Le cinéaste Robert Guédiguian, que l’on connaît pour Marius et Jeannette ou le Promeneur du Champ-de-Mars, entretient un rapport étroit avec l’Arménie, pays d’origine de son père, qui a été le sujet de trois de ses films : Le Voyage en Arménie, l’Armée du crime et Une Histoire de fou. Cinéaste chantre de l’humanisme et des valeurs universelles, des luttes collectives et bien sûr de Marseille, il a également redécouvert son identité arménienne, petit pays dont l’histoire est plus de deux fois millénaire, et c’est à ce sujet qu’il a répondu aux questions d’À Rebours. Tout naturellement invité par Un Week-end à l’est, le festival des cultures de l’est, qui met cette année l’Arménie à l’honneur, il rendra un hommage à Charles Aznavour le 24 novembre au théâtre de l’Alliance française.     

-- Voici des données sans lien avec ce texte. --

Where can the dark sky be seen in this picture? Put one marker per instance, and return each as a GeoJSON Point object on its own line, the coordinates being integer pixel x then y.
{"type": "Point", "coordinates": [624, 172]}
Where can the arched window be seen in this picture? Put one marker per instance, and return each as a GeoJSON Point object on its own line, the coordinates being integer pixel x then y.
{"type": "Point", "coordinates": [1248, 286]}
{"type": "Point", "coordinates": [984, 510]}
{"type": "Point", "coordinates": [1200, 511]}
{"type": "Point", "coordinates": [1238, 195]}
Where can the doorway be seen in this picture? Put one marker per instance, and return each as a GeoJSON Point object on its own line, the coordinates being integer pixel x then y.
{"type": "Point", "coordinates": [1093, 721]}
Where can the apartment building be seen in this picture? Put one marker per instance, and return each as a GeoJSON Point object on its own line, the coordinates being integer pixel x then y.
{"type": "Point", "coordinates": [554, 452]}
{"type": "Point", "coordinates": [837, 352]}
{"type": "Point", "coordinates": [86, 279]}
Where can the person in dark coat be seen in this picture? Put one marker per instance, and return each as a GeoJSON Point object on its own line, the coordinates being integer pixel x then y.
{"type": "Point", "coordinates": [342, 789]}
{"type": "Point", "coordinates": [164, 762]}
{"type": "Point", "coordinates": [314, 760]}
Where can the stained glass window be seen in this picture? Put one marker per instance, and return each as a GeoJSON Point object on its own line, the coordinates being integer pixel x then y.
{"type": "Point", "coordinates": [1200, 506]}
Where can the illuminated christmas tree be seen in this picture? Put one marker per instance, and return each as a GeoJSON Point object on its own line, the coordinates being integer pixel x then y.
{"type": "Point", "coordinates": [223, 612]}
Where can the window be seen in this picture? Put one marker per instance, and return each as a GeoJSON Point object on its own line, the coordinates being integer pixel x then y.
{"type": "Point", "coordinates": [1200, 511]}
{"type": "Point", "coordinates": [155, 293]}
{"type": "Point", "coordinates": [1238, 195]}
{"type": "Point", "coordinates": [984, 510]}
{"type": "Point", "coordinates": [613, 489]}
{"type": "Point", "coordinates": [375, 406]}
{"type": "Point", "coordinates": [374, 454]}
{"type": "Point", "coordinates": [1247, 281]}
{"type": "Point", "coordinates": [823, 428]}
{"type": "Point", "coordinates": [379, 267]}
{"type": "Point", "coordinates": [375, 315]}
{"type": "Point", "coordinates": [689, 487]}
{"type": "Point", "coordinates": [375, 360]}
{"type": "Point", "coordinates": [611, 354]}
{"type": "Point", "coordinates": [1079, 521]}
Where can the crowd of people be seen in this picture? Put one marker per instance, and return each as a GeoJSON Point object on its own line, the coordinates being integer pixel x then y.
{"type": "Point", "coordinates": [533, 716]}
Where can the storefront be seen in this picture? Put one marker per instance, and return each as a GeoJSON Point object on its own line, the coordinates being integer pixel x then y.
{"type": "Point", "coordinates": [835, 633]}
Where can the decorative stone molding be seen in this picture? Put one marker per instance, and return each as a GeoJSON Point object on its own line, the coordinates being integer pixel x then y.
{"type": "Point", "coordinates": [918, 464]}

Portrait de Robert Guédiguian à Marseille le 5 juin 2023 © Florence Behar Aboudaram

À Rebours : Le festival Un Week-end à l’est[1] met à l’honneur cette année l’Arménie. L’histoire et la culture arméniennes semblent assez mal connues en France. Comme le dit Gilles, un personnage de votre film Une Histoire de fou : « Je ne sais même pas placer l’Arménie sur une carte. » Elle est mentionnée par le prisme du génocide, qui est un marqueur identitaire fort. Comment expliquez-vous cette méconnaissance et la difficulté qu’a l’Arménie d’exporter son rayonnement culturel ?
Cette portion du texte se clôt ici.